Despite these advantages, conventional NASICON electrolytes like Na₃Zr₂Si₂PO₁₂ (NZSP) face several fundamental challenges that limit their practical application.^15–17 The high-temperature solid-state synthesis (typically ≥1100 °C) often leads to the formation of ZrO₂ impurities and sodium volatilization, both of which significantly degrade ionic transport properties.^18–20 Furthermore, the limited configurational flexibility in single-cation frameworks restricts opportunities for optimizing Na⁺ migration pathways.^21,22 Recent studies have demonstrated that partial substitution of Zr⁴⁺ with aliovalent cations (e.g., Zn²⁺, Pr³⁺, Eu³⁺) can enhance conductivity to some extent, but these modifications often compromise phase stability or introduce new impurity phases.^23,24 These challenges highlight the need for innovative design strategies that can simultaneously address multiple material limitations.

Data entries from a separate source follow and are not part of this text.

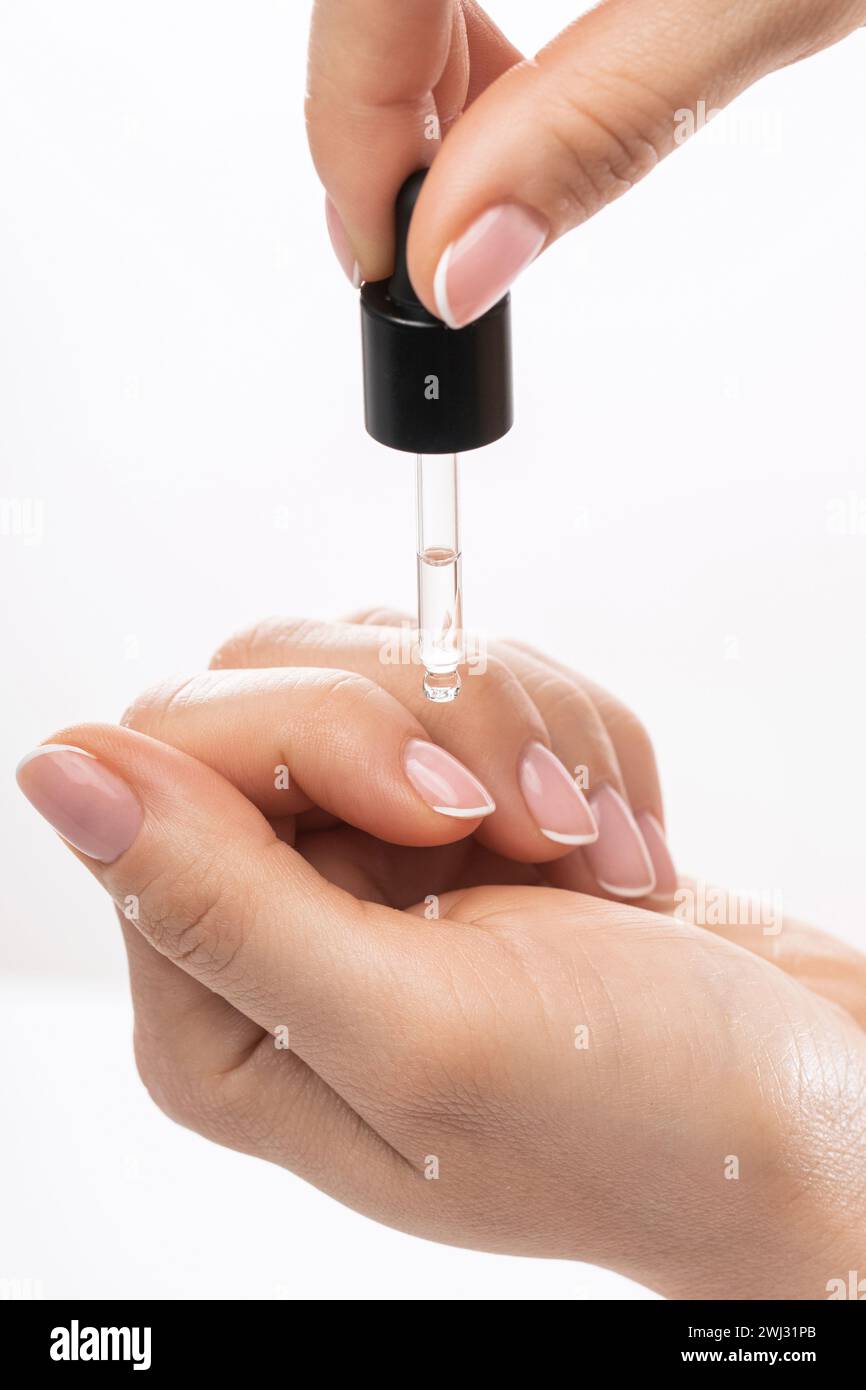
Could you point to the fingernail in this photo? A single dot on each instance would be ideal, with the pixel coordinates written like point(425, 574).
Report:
point(342, 248)
point(477, 268)
point(555, 801)
point(85, 802)
point(444, 783)
point(619, 858)
point(662, 862)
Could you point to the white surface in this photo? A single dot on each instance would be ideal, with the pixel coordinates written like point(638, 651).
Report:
point(180, 402)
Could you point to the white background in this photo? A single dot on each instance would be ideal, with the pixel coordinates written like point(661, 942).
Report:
point(680, 512)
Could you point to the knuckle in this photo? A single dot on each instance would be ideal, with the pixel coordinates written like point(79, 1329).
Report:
point(193, 920)
point(148, 709)
point(196, 1101)
point(502, 687)
point(170, 1086)
point(608, 145)
point(245, 649)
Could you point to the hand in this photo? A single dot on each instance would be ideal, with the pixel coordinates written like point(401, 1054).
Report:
point(530, 1070)
point(533, 148)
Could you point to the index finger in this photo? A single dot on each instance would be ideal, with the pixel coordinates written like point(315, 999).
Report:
point(370, 109)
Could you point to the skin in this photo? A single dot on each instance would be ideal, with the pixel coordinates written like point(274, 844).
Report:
point(453, 1040)
point(562, 134)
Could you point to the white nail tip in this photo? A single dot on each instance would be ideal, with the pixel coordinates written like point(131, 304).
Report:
point(627, 893)
point(52, 748)
point(441, 289)
point(569, 840)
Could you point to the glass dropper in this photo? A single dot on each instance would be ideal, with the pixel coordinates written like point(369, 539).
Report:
point(439, 580)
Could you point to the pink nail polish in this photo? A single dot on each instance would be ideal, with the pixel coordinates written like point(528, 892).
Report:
point(444, 783)
point(619, 858)
point(662, 862)
point(555, 801)
point(85, 802)
point(342, 248)
point(477, 268)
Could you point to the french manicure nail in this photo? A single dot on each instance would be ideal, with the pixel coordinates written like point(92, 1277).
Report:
point(619, 858)
point(477, 268)
point(85, 802)
point(662, 862)
point(341, 243)
point(553, 799)
point(444, 783)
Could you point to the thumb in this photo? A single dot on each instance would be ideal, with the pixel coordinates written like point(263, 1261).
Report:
point(200, 873)
point(553, 141)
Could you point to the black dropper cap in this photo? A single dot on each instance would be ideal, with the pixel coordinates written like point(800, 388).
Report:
point(430, 388)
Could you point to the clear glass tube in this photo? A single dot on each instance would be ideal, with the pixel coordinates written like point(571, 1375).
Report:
point(439, 580)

The emerging field of medium-/high-entropy materials (characterized by configurational entropy values of 1.0–1.5R for medium entropy and above 1.5R for high entropy, where R is the gas constant) has revolutionized materials design by demonstrating that configurational entropy stabilization can suppress phase separation and enable novel functional properties.^25–27 This principle has been successfully applied to various material classes, including alloys,^28–30 ceramics,^31,32 and recently, lithium-ion conductors.^33,34 For sodium-ion conductors, entropy stabilization strategies have shown significant progress in NASICON-type cathodes (e.g., multi-cation-substituted Na₃V₂(PO₄)₃),^35–37 where medium-/high-entropy compositions enhance structural stability and electrochemical performance. However, critical gaps remain in understanding entropy effects in NASICON oxide SSEs. The concept of medium-/high-entropy NASICON oxide SSEs presents an intriguing opportunity to balance entropy stabilization effects with practical synthesis constraints, but the enormous compositional space makes traditional experimental approaches prohibitively time-consuming. This necessitates a paradigm shift toward data-driven material discovery.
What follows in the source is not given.